Wir beginnen mit einem Zitat von Karin: „Der Name war mir doch schon seit Ewigkeiten ein Begriff, warum habe ich denn nicht eher geguckt, was sie so für Musik macht?“ Nach der Bette Frost Tour haben wir es auf alle Fälle getan und eines war uns sofort klar: Wir haben etwas verpasst! Auf der aktuellen Platte „Machinette“ paart sich swingender Soul mit Funk und eingängigen Dub-Popmelodien. Und während dieser eine Kritiker einer großen Musikzeitschrift Deutschlands der Meinung ist, Bernadette La Hengst würde zum 100. Mal kraftlose Parolen in ihre Texte einbauen, müsste ihm eigentlich gesagt werden, dass sich die Songs auf ihrer Platte mit aktuellen und akuten Problemen, Themen und Disputen auseinandersetzen. Persönlich empfinden wir ihr Lied- und vor allem Schriftgut nicht als Agitation, sondern eher als Stimulation der Fantasie. Bernadette zeigt mit dieser Platte sehrwohl Missstände auf, welche in wundervolle Geschichten verpackt werden (u. a. „Der grüne Halsbandsittich“ – Die Globalisierungsproblematik aus Sicht eines Vogels). Sie rebelliert gegen den Marktwert des Menschen und die stetig und allseits erwartete Nützlichkeit (z. B. die Vernachlässigug unserer alten Menschen, da diese scheinbar keinen wirtschaftlichen Nutzen mehr für unseren Staat haben. Eine wunderschöne Untermalung in „Das Echo unserer Eltern“ durch einen Senioren-Chor) Auch die Liebe ist ein großes Thema auf „Machinette“. Von „Liebe ist ein Tauschgeschäft“, „Süße Gefangenschaft“ zu „Liebesrebellion“. Nach Hören der Songs könnte man leicht verwirrt sein, aber genau das ist es, was an der Platte so viel Spaß macht. Man fühlt sich nicht nur musikalisch sehr gut unterhalten, nein. Während man das Tanzbein schwingt, verdaut man ihre Texte bis irgendwann nach einer langen Diskussion mit der Freundin der Aha-Effekt auftaucht. Man kommt zu dem Entschluss, dass Frau Hengst durchaus verstanden haben könnte, wie der Hase läuft und anschließend ist man in den Mufuti unter unseren deutschsprachigen Sängerinnen unsterblich verliebt. (www.lahengst.de)

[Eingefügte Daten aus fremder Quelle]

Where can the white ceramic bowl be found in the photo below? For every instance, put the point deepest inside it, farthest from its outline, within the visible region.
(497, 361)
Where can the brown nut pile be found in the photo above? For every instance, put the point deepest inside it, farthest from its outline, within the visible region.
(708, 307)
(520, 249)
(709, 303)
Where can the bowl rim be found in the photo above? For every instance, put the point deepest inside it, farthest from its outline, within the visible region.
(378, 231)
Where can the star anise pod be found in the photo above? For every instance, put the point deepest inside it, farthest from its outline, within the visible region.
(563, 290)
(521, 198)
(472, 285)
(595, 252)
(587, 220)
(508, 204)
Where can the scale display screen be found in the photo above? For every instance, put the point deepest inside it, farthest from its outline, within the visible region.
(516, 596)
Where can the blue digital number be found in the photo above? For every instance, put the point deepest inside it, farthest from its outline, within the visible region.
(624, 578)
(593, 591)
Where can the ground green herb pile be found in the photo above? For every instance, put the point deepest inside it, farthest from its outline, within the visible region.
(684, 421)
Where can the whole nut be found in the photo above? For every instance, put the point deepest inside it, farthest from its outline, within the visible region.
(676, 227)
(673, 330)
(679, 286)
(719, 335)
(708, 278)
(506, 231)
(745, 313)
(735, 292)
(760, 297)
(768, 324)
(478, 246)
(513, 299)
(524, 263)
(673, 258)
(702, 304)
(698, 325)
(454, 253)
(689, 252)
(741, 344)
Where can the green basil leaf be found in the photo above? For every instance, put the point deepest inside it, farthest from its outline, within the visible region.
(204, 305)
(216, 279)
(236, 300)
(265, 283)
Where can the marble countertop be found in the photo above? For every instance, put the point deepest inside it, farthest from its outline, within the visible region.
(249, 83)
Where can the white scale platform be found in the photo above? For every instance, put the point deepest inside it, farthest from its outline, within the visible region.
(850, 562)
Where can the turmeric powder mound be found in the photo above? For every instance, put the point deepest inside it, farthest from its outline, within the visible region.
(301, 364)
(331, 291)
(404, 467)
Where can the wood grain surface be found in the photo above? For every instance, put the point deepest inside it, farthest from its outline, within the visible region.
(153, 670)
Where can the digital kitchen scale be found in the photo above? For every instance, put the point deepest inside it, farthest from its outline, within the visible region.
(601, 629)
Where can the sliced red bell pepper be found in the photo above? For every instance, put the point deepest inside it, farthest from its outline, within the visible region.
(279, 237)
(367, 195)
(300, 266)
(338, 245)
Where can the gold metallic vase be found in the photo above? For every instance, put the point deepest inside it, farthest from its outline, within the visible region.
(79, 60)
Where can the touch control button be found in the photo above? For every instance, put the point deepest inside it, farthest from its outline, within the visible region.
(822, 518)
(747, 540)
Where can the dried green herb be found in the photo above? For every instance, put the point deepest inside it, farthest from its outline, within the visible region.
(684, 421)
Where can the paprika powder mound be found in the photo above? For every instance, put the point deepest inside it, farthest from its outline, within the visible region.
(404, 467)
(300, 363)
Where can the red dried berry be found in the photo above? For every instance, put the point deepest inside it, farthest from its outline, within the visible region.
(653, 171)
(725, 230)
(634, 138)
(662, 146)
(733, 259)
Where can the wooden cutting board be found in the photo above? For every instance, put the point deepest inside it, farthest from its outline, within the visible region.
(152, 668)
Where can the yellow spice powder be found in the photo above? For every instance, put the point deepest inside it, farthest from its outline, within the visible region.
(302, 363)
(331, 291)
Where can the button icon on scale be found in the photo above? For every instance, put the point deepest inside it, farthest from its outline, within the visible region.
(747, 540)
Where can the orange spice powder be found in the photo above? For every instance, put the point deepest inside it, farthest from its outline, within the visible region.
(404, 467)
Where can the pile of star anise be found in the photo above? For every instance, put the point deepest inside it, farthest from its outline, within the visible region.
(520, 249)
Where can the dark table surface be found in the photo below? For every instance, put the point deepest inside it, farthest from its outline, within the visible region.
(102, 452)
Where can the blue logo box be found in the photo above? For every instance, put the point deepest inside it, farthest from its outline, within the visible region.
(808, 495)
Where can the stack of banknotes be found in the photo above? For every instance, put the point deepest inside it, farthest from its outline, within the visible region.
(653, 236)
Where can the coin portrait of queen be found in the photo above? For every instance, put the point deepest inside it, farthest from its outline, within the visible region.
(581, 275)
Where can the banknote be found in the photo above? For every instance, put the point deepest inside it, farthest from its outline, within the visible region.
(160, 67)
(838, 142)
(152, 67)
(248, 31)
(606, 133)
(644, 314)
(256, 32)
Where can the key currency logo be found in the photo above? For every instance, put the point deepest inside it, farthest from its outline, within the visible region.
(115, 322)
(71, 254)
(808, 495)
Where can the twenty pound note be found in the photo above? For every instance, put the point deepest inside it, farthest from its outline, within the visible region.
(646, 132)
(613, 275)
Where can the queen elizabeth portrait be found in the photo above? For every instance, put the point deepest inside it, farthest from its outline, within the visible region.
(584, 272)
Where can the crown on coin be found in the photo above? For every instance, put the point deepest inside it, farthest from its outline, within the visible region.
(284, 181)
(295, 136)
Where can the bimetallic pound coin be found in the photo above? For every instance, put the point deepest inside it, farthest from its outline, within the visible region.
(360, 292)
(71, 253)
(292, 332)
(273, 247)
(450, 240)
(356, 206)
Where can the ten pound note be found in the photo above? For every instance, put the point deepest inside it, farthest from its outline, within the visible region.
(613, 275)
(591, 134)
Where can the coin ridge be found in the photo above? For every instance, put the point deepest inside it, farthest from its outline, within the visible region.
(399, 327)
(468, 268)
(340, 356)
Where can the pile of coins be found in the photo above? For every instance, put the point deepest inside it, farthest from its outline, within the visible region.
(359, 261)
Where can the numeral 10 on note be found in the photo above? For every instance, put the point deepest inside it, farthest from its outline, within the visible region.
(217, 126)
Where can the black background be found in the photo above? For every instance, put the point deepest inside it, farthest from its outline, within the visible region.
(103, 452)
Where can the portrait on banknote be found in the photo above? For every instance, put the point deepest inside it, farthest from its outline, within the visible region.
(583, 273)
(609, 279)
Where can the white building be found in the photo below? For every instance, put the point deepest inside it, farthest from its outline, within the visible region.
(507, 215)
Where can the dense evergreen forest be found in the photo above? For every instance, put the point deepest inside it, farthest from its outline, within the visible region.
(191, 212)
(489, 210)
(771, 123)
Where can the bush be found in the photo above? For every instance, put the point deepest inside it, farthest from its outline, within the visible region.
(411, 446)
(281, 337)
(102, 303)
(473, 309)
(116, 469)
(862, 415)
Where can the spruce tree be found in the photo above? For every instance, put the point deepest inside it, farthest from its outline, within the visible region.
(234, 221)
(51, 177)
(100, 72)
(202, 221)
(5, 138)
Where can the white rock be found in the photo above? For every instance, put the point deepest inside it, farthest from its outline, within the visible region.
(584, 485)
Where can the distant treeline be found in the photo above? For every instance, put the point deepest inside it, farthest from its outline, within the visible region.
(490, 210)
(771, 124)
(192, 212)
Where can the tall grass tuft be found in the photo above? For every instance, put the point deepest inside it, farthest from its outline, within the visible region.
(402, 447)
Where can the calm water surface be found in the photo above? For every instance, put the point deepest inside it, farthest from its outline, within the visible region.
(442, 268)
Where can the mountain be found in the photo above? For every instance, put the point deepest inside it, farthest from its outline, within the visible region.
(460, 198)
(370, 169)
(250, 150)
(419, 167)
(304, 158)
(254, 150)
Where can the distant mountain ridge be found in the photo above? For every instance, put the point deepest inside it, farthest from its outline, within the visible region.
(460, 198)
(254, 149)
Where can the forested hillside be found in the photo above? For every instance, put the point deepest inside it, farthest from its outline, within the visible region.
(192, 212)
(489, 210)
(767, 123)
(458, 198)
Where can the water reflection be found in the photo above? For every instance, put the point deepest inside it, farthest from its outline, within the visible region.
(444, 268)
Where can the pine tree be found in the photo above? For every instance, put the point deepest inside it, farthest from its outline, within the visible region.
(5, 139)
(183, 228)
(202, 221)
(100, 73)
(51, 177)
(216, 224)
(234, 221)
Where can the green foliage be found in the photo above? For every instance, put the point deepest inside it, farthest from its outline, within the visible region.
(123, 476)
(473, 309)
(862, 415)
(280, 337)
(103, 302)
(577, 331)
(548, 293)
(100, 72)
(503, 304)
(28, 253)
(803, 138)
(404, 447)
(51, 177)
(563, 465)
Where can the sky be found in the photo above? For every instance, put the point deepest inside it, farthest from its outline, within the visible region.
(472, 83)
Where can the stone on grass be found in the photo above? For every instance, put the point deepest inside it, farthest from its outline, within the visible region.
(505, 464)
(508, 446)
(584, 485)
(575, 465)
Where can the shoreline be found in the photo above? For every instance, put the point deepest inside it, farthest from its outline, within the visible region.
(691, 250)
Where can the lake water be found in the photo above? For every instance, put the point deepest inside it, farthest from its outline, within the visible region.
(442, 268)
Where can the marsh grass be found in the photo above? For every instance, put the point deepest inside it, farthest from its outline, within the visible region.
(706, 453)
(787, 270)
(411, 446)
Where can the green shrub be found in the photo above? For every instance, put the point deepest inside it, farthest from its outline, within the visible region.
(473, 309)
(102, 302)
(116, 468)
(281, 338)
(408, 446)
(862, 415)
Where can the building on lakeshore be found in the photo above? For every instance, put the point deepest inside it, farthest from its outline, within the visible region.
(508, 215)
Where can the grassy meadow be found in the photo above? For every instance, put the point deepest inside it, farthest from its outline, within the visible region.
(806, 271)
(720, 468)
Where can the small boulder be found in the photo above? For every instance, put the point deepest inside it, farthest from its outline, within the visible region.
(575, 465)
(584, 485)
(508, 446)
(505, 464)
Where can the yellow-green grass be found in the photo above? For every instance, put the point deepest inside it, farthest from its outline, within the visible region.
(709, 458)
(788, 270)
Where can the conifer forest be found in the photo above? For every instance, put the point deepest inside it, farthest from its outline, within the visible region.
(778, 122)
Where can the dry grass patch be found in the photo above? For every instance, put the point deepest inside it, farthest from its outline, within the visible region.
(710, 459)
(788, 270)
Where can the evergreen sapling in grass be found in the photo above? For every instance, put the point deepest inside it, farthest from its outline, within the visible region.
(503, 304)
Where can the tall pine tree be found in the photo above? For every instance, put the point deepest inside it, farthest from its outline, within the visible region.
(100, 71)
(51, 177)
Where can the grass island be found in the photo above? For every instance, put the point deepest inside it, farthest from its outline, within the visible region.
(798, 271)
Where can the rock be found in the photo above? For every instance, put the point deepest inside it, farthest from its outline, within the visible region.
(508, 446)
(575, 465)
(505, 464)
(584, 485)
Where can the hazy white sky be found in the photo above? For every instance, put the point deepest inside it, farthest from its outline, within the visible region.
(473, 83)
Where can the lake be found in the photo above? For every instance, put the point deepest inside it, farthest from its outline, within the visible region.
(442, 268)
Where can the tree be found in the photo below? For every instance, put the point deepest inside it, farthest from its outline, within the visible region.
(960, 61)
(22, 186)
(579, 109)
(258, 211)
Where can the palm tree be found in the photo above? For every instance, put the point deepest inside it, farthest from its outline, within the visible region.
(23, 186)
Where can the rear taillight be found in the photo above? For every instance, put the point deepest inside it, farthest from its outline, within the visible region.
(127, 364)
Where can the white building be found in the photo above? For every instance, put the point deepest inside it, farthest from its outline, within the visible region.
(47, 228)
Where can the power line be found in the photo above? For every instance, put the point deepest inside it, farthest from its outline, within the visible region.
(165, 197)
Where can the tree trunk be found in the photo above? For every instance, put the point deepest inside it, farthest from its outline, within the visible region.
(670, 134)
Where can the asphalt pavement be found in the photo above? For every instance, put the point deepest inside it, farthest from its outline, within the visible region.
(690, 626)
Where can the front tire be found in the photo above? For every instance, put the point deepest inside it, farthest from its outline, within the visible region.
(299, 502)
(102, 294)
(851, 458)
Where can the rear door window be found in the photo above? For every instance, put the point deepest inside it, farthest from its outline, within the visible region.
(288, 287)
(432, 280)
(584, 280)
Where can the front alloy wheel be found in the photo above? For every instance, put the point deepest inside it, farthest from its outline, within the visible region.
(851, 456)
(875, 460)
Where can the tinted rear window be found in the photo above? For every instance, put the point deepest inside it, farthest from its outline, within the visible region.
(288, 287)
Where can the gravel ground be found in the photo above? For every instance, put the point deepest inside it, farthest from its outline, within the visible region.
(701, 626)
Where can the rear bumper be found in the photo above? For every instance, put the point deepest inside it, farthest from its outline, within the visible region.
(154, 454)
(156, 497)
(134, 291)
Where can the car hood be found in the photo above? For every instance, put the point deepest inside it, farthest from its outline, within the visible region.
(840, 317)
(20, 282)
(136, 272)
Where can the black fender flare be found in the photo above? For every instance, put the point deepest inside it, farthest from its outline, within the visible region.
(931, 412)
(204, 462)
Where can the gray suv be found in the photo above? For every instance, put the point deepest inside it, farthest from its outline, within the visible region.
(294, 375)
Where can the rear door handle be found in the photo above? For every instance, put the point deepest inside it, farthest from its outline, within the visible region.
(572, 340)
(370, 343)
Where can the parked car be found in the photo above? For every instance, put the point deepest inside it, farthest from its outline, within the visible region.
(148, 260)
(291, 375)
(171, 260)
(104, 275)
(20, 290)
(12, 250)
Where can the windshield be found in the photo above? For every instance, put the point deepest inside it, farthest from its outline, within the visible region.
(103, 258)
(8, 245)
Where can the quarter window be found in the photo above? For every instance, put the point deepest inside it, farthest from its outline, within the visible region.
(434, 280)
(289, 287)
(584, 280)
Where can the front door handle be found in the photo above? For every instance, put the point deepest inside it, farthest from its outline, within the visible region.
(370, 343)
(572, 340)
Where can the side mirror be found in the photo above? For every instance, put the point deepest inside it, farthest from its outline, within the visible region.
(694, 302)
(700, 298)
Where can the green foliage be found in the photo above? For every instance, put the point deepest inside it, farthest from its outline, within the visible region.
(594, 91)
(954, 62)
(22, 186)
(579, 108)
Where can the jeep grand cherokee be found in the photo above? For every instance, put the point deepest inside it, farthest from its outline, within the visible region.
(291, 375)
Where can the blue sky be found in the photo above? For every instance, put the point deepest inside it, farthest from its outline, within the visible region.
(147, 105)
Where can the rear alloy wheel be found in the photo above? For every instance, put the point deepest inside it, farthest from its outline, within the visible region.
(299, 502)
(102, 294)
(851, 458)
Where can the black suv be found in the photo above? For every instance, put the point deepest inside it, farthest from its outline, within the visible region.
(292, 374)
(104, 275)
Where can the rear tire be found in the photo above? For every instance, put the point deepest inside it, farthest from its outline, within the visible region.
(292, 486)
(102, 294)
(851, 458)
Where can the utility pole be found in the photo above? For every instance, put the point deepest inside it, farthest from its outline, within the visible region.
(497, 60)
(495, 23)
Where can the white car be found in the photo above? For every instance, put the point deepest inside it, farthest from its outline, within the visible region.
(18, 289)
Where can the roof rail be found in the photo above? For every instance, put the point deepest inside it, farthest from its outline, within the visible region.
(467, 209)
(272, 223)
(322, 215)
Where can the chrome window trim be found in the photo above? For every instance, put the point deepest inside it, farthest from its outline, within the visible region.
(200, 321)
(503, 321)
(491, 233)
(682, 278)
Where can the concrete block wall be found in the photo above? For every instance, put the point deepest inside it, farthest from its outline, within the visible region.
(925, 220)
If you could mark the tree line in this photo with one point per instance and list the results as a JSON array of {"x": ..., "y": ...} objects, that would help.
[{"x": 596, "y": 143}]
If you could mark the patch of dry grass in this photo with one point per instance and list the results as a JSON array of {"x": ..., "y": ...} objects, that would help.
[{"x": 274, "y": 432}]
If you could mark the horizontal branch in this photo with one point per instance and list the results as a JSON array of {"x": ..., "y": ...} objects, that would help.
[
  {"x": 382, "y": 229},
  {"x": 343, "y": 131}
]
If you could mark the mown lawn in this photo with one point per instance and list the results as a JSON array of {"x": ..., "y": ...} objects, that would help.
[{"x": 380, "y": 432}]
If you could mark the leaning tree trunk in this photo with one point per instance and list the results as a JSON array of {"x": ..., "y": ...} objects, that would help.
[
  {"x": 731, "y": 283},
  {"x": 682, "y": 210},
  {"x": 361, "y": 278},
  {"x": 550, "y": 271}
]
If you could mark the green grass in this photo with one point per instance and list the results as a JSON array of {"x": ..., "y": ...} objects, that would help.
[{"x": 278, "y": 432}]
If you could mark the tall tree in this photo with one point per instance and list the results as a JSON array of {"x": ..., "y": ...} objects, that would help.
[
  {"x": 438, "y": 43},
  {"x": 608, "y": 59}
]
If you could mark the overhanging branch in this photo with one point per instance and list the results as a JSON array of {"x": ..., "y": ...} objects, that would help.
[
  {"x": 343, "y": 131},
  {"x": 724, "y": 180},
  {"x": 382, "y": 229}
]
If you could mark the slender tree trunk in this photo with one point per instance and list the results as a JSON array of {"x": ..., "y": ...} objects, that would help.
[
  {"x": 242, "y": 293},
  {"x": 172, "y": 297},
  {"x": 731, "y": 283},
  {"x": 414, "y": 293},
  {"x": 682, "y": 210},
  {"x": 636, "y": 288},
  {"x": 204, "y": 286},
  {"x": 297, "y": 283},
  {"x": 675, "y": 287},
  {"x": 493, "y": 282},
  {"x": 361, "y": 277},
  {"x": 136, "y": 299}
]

Zudem sei gesagt, dass sie live der Oberkracher ist und wir ganz schön doof aus der Wäsche geguckt haben, als wir sahen, was sie dort alles auf der Bühne allein bewerkstelligt. Hut ab und wir sehen uns im Juni in Hamburg!

DEPP DER WOCHE

Schämt sich Mark Medlock eigentlich gar nicht? Das dritte Mal Nummer 1 in den Charts und wieder klingt der Song wie alle anderen zuvor? Merkt der gar nicht, was für langweilige, eintönige, nervraubende und schlechte Mucke der sich von dem Vollpfosten Dieter Bohlen schreiben lässt? Und wann checkt er endlich, dass er uns mit seinem „Du Drecksäck“, „Ich liebe Euch alle“ und „Leck mich am Arsch“ auf’n Zeiger geht? Man könnte fast glauben, es bestünde eine Abhängigkeit, vielleicht sogar eine sexuelle, zwischen ihm und dem Bohlen. Peiiiiiinliiiiiich! Deutschland sollte am Rande auch noch erwähnt werden, schließlich kaufen die Bürger diesen Bockmist.

DAS GRAUEN DER WOCHE

Schlechtester Fußballsong aller Zeiten. Herr Zwanziger, haben Sie das genehmigt? Wundern würde es uns nicht. Nun ja. Wir tanzen nächsten Monat weiterhin zu „Football’s coming home“ und „Fußball ist immer noch wichtig“. Fazit: Für – ohne Ohrenbluten - durch die EM !!!